With all the conversations going on in radio circles about the uses of social media, there’s a giant, Grand Canyon-sized difference being overlooked.  Let’s just use Facebook as the best example, simply because it’s the most-utilized social media platform.

As of this writing, there are about 225 million people in the United States using Facebook.

But there are over 323 million people in this country, and well over 90% of them listen to radio for a significant amount of time every single day.  So radio has somewhere between sixty-five to ninety million more people using it every single day than Facebook does.

I’ve talked a lot about how random postings on Facebook don’t make for compelling radio Content; quite the opposite, usually.  And this is why: because they’re used in totally different ways.

Facebook is where people go to kill time.

But radio is where people go for companionship.

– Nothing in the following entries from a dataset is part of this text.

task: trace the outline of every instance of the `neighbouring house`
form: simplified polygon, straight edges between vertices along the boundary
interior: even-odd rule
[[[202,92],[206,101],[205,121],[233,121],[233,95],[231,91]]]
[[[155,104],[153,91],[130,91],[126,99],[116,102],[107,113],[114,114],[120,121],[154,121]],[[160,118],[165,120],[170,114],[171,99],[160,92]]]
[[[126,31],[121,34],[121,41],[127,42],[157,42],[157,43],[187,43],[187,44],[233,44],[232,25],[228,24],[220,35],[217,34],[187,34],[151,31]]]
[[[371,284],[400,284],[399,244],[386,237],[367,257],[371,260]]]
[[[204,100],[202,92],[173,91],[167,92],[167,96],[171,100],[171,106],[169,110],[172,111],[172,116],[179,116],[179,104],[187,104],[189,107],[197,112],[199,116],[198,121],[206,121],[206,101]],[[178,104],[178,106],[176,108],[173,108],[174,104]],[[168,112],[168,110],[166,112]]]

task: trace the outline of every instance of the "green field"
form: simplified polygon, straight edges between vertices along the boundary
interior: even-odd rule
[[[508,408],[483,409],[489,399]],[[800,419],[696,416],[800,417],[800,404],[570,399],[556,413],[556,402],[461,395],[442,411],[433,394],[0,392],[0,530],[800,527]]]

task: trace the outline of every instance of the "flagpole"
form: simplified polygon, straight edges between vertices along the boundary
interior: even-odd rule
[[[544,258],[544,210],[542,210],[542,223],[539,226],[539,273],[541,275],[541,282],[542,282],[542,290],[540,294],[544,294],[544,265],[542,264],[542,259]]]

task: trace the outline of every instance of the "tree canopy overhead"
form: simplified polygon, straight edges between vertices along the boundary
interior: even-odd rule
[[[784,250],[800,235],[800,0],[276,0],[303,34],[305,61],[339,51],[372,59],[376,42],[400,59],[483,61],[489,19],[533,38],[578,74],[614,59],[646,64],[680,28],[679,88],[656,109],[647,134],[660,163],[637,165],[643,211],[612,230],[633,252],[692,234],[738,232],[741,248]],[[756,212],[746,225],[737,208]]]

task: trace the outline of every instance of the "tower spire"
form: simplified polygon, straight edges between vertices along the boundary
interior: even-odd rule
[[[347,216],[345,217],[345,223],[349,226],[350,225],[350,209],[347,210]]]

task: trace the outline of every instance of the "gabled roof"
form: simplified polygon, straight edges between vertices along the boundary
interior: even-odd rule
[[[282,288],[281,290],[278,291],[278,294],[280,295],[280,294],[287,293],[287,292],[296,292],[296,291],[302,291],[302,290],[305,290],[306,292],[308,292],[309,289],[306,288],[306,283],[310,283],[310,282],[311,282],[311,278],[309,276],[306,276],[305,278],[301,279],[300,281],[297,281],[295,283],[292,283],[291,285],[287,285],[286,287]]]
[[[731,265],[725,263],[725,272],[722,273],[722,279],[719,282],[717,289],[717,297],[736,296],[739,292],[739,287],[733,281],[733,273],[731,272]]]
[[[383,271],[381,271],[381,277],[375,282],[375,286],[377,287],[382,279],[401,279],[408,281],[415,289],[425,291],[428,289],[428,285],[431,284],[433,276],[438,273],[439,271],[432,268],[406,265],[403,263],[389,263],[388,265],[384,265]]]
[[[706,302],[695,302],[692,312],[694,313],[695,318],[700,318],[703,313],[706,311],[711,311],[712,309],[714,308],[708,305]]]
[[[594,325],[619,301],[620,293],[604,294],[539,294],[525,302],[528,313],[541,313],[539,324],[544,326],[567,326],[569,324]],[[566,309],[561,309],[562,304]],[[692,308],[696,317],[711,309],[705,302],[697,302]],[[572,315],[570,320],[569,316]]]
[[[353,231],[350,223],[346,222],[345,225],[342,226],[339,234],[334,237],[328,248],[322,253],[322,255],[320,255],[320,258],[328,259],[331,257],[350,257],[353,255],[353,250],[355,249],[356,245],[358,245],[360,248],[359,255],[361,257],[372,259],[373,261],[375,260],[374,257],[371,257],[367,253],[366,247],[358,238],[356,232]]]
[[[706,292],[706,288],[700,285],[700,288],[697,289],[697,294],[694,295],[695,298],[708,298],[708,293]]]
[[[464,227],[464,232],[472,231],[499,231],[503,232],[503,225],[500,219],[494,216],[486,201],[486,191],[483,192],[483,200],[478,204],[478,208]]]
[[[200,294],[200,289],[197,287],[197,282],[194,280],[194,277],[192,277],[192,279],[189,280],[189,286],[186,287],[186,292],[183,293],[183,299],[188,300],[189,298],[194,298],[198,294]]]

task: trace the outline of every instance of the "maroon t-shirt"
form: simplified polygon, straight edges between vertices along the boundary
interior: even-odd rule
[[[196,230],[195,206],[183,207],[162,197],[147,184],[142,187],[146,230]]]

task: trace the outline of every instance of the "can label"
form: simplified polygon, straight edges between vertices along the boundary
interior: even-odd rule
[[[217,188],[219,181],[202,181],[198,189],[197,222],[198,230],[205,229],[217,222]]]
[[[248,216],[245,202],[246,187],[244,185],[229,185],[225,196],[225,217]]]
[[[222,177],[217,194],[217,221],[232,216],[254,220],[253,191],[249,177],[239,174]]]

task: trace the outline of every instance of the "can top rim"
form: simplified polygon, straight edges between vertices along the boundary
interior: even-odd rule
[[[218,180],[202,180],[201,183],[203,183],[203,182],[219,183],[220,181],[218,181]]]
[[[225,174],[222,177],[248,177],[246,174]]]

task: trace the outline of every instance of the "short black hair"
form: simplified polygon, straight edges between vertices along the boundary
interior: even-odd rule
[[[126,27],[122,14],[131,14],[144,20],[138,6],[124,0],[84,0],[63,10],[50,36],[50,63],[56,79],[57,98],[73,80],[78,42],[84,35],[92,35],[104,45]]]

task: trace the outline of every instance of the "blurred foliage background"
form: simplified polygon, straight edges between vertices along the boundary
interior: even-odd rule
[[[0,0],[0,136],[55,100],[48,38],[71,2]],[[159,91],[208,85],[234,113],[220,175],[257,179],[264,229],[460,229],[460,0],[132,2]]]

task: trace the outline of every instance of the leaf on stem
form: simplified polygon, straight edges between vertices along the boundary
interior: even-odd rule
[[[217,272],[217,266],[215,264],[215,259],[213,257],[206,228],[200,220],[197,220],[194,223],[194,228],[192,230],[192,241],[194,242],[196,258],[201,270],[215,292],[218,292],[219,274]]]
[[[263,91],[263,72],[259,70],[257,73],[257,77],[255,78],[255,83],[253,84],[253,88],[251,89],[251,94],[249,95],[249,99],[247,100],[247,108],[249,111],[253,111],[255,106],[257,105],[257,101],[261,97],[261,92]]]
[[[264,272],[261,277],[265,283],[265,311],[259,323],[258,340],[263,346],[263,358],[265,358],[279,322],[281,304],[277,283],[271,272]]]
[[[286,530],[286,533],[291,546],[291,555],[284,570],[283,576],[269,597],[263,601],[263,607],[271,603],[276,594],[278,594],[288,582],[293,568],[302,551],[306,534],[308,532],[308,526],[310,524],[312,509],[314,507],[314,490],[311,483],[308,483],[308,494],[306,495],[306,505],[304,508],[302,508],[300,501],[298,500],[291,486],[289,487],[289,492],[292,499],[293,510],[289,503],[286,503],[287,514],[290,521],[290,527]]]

A Facebook “conversation” can’t possibly compete on a regular basis with an air talent, right here, right now, in this moment, saying something relevant to me.  It can’t give me the weather (like the other day, when I heard a midday jock say “It just started raining a couple of minutes ago…”), it can’t update me on where the traffic is bottled up, it can’t comment on a song I’m listening to, or share something about the artist as the song starts.  And Facebook, by its very design, can’t possibly have the same one-on-one feeling in the car that good radio has.

Don’t be fooled by all the naysayers that insist radio is dead, and social media is everything.  Neither one of those is true.  They may SOUND true, but they’re simply not.  They’re incomplete thoughts, based on a dismissive attitude toward the best tried-and-true social medium in the world – RADIO.

It’s fine to use social media as additional ways to make contact with the listener, but that’s all they are.  For the foreseeable future, nothing’s going to replace radio.  That said, your challenge is to do something worth listening to when you open the mic.